112 High-Function Business Intelligence in e-business
CORRELATION examples
Using the same salary bonus example in Figure 3-1, we can quantify the strength
of the relationship with the SQL shown in Example 3-3:
Example 3-3 CORRELATION example 1
SELECT CORRELATION (salary,bonus) AS cor
FROM employee
WHERE workdept = ‘D11’
The result of the query is 0.739.
This quantitatively confirms the reasonably strong linear relationship between
salary and bonus from the employees in department ‘D11’.
Another example of correlation involving the retail industry is shown in
Example 3-4. Assume we have the transactions of purchases from all the
customers of a a retail organization selling a variety of products, and we would
like to identify customers with similar buying habits. For example, when Customer
A bought a particular product, Customer B also tended to buy the same product.
Such information can be put to effective use in targeted marketing.
A view called
transhist is created that contains the customer id, product id, and
the dollar amount purchased over all transactions.

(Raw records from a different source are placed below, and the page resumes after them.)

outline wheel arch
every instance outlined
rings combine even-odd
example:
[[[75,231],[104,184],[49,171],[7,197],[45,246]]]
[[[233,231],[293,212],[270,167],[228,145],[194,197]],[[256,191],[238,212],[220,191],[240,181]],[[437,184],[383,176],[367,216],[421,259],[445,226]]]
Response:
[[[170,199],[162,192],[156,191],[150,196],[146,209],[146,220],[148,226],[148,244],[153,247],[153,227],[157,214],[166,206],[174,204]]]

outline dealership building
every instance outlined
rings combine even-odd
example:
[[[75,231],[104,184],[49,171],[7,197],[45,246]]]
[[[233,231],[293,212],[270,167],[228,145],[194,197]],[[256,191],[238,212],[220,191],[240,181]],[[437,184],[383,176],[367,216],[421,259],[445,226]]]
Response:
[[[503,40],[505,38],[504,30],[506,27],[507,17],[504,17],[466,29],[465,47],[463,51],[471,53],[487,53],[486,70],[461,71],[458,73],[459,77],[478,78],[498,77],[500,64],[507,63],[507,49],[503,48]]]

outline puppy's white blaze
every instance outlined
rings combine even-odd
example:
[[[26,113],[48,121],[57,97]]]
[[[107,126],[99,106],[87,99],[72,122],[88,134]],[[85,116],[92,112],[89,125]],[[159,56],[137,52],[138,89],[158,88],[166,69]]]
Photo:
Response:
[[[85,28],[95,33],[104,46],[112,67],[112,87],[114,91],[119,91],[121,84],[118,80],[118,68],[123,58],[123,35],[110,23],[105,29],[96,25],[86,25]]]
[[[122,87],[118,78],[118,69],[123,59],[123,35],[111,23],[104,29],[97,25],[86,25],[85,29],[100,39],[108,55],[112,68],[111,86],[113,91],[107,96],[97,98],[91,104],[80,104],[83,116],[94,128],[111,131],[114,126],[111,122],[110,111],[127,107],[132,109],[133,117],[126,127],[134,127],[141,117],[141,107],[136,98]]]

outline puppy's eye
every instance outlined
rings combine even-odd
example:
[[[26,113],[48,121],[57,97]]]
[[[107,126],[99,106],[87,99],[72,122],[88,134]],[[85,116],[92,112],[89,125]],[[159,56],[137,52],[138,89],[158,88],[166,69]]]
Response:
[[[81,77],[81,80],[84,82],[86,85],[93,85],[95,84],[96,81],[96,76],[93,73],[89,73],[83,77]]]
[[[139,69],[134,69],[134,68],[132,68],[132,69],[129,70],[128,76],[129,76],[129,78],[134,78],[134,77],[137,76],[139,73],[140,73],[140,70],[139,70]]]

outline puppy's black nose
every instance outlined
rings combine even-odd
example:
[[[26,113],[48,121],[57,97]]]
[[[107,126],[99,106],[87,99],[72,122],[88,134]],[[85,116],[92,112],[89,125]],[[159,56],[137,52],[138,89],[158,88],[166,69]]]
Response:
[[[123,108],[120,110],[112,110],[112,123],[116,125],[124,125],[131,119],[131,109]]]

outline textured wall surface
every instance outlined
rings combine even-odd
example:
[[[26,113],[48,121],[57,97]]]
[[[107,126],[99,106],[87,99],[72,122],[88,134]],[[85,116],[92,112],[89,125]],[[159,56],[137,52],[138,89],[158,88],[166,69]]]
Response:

Example 3-4 CORRELATION example 2
SELECT a.custid as custid1, b.custid as custid2,
CORR(a.amount, b.amount) AS cor
FROM transhist a, transhist b
WHERE a.prodid = b.prodid AND a.custid < b.custid
GROUP BY a.custid, b.custid
HAVING CORR(a.amount, b.amount) >= 0.5 AND COUNT(*) > 100
ORDER BY a.custid, cor DESC
This query joins the view with itself, and uses the HAVING clause to restrict the
output to cases of high correlation (>= 0.5), and to cases where there are at least
a 100 products involved, that is, there are at least 100 data points used to
compute the correlation.
The result of this query is as follows:
CUSTID1 CUSTID2 CORR
----------- ----------- -----
1026 8271 0.51
1071 2014 0.74 <=
1071 7219 0.63
2014 7219 0.58
8271 9604 0.56